Se dice que la globalización comenzó con la caída del muro de Berlín y la posterior disolución de la Unión Soviética. Desde ese momento muchas cosas ocurrieron, algunas con más velocidad y otras más lentas.
Los que reaccionaron más rápido fueron los mercados financieros, ayudados por la creciente tecnología. Los giros de monedas e inversiones volaron y los flujos financieros sirvieron para financiar países y empresas, aunque también, por su velocidad, fueron causantes de grandes crisis, algo que ya se había anticipado en la década de los ‘90, con el “efecto tequila” y más tarde con las crisis en Tailandia, Brasil, Rusia y Argentina.
La segunda etapa se dio en los intercambios de mercancías. A medida que comenzaba a crecer el comercio mundial, aparecían distintos bloques que tenían como objeto limitar a los países más avanzados, mientras que los más desarrollados protegían sus producciones agrícolas, donde eran menos competitivos.
Rápidamente EE.UU. junto a Canadá y México dieron nacimiento al Nafta, los países europeos consolidaron la Unión Europea hasta llegar a la moneda única, el euro, y en Sudamérica, Argentina, Brasil, Uruguay y Paraguay daban nacimiento al Mercosur. Posteriormente se dieron nuevas alianzas, sobre todo con la irrupción de China en el mercado mundial.
El último de los flujos de intercambios fue el de personas. A partir de la globalización, muchos países decidieron potenciar el turismo y flexibilizaron sus fronteras y así los viajes se multiplicaron en todo el mundo.
Terminados los viejos conflictos políticos, emergieron países como China, Vietnam, Rusia, Tailandia y los europeos que habían estado bajo la órbita soviética. Sudamérica también fue objeto de curiosidad por parte de los ciudadanos del hemisferio Norte.
Pero la globalización, sin reglas, trajo una serie de problemas. Primero, el avance tecnológico generó la obsolescencia de viejos modelos productivos y eso produjo mucho desempleo, sobre todo en países industrializados. Luego surgió el crecimiento de los países emergentes vendiendo sus materias primas a los desarrollados.
Esto generó una reacción en los países desarrollados. La más clara fue la de los ingleses, que votaron salir de la Unión Europea y el nacimiento de cierta xenofobia contra los inmigrantes que salían de países pobres en busca de oportunidades y hacían los trabajos que no querían hacer los nacionales.

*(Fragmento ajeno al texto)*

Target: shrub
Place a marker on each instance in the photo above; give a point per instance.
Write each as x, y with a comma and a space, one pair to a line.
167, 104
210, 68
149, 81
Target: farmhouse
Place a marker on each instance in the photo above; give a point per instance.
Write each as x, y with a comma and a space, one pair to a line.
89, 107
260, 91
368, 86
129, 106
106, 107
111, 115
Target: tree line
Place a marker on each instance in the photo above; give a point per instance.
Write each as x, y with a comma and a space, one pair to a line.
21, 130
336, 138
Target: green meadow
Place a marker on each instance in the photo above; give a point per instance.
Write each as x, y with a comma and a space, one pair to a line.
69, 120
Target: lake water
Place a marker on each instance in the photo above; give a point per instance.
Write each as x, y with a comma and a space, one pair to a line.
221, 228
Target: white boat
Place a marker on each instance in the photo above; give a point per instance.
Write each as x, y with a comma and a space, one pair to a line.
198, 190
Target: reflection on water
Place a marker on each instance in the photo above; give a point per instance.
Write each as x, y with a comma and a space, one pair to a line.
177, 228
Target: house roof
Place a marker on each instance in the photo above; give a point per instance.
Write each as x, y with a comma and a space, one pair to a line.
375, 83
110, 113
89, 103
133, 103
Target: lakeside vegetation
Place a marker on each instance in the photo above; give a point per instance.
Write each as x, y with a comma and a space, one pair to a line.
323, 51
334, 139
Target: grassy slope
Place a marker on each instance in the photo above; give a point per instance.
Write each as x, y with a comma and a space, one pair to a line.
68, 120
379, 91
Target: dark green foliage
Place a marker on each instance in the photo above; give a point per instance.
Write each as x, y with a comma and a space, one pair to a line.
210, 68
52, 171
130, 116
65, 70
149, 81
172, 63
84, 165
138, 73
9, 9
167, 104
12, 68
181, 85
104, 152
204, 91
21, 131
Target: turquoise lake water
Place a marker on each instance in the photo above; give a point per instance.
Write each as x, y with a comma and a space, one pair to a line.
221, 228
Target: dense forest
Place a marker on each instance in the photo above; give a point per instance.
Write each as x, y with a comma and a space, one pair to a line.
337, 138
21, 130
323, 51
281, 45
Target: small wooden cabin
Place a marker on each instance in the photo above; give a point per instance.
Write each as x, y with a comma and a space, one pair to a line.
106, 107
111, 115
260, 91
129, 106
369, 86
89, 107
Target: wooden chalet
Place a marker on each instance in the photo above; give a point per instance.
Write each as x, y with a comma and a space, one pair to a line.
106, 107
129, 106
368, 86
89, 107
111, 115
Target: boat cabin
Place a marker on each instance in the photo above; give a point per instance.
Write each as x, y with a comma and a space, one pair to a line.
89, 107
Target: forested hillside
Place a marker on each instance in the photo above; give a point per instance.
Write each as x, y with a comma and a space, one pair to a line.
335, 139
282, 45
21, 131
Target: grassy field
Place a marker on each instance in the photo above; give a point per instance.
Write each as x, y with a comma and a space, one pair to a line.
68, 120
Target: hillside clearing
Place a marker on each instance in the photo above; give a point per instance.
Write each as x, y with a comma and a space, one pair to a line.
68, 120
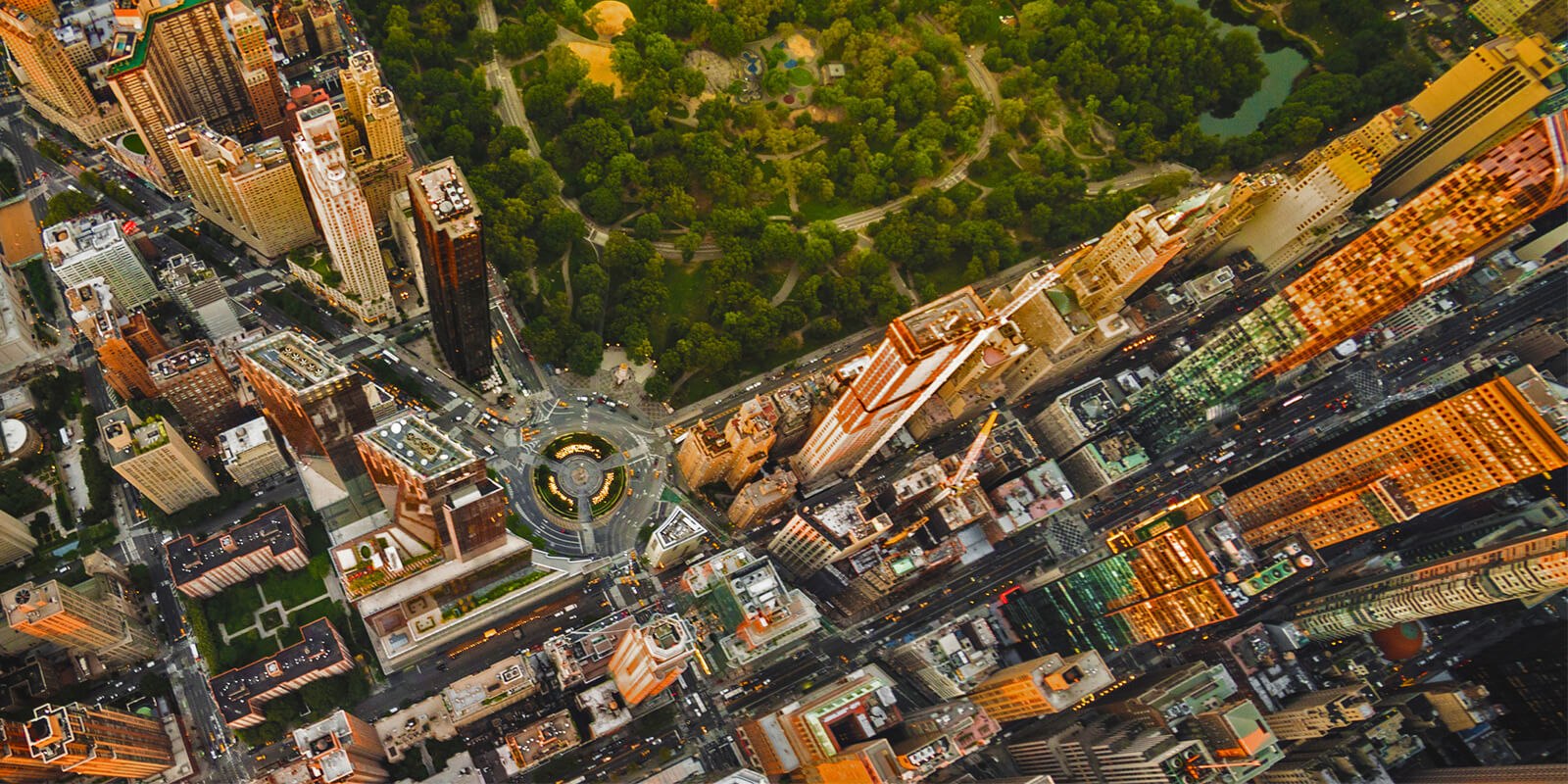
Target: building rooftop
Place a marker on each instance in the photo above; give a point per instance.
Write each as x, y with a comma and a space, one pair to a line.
678, 527
273, 530
235, 689
295, 361
417, 446
444, 190
70, 240
180, 360
941, 320
239, 439
323, 745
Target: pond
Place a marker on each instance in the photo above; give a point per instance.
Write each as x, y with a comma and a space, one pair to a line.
1283, 65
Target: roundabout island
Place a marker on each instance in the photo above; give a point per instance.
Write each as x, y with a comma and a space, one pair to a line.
579, 477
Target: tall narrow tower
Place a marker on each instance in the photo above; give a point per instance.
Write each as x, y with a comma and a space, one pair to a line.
179, 67
344, 216
258, 68
77, 619
457, 278
96, 741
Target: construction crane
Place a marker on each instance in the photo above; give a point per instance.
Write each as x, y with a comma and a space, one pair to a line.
956, 482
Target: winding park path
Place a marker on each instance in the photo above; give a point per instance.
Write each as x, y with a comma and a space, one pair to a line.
512, 112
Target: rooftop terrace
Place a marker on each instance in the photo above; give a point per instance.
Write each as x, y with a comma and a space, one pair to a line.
295, 361
417, 446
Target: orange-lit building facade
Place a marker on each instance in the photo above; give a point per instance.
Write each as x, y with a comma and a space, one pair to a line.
1426, 243
921, 350
1473, 443
650, 658
96, 741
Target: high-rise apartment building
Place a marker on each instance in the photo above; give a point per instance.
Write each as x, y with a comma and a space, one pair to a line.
237, 554
1424, 245
1104, 750
200, 389
342, 749
96, 247
18, 344
248, 190
258, 68
1481, 96
345, 220
651, 656
1473, 443
825, 723
1513, 569
325, 30
1050, 684
177, 65
240, 692
96, 741
814, 538
1282, 214
457, 278
370, 115
733, 455
93, 616
18, 764
122, 342
201, 294
290, 30
1521, 18
762, 499
49, 80
1321, 712
922, 349
435, 488
316, 402
156, 460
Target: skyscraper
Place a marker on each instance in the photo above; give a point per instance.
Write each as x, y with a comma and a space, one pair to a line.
651, 656
922, 349
370, 115
250, 190
201, 294
256, 68
177, 67
457, 278
1494, 86
1424, 245
96, 247
344, 214
342, 749
314, 400
154, 459
1513, 569
51, 80
122, 342
18, 764
1473, 443
91, 618
192, 380
96, 741
1050, 684
435, 488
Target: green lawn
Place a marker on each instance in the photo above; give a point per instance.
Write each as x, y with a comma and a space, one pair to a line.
689, 290
817, 211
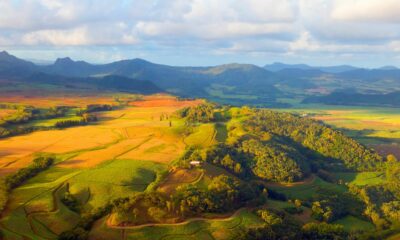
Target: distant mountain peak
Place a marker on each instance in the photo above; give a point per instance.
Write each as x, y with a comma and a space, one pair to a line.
4, 53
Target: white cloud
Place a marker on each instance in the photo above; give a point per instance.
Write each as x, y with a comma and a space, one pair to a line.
295, 27
385, 11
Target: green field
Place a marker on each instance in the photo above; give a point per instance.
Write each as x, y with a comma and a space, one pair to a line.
202, 136
351, 223
308, 190
363, 178
225, 228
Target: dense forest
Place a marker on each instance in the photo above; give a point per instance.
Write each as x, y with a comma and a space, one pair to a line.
353, 98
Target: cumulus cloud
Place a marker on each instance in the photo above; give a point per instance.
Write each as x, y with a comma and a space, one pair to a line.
386, 11
214, 28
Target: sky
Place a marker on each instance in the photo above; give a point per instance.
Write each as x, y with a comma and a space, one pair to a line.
205, 32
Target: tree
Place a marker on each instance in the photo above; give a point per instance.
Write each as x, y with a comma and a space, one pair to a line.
323, 231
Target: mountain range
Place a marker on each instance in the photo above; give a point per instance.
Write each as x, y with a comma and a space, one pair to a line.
233, 83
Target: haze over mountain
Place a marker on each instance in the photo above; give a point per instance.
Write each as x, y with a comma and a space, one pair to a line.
238, 83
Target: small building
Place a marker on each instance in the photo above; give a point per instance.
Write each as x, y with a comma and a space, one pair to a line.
195, 163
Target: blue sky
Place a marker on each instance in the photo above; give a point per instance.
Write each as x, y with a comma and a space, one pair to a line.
205, 32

Luego apareció Trump con un discurso populista nacionalista, poniendo freno a la inmigración, revisando convenios para no ceder tantas facilidades a otros países, lo que se evidenció en la guerra comercial con China.
A su vez, en Brasil, Jair Bolsonaro apareció con discurso aperturista, contra la opinión de sectores industriales y estableciendo alianzas con Trump, mientras en Argentina, Alberto Fernández cerraba más la economía que ya venía muy cerrada.
Y la sorpresa llegó por el lugar menos pensado. El coronavirus, nacido en China, se propagó rápidamente producto del intercambio de personas. Es que el virus viaja en avión y, aunque la primer reacción fue la de cerrarse, eso ya no es posible.
Ahora aparece la necesidad de un nuevo orden mundial donde los países desarrollados deberán asistir a los países más pobres para que ellos puedan combatir la pandemia en sus territorios porque los ciudadanos de esos países siguen buscando mejores condiciones e ingresan de forma ilegal.
Esto cambia la estrategia de Trump y otros líderes que, aunque más no sea para proteger a sus propios ciudadanos, deberán ayudar con recursos y tecnología a los países más pobres a fin de poner freno a este virus que ha venido a cambiar la visión sobre el mundo y la necesidad de atender al desarrollo humano.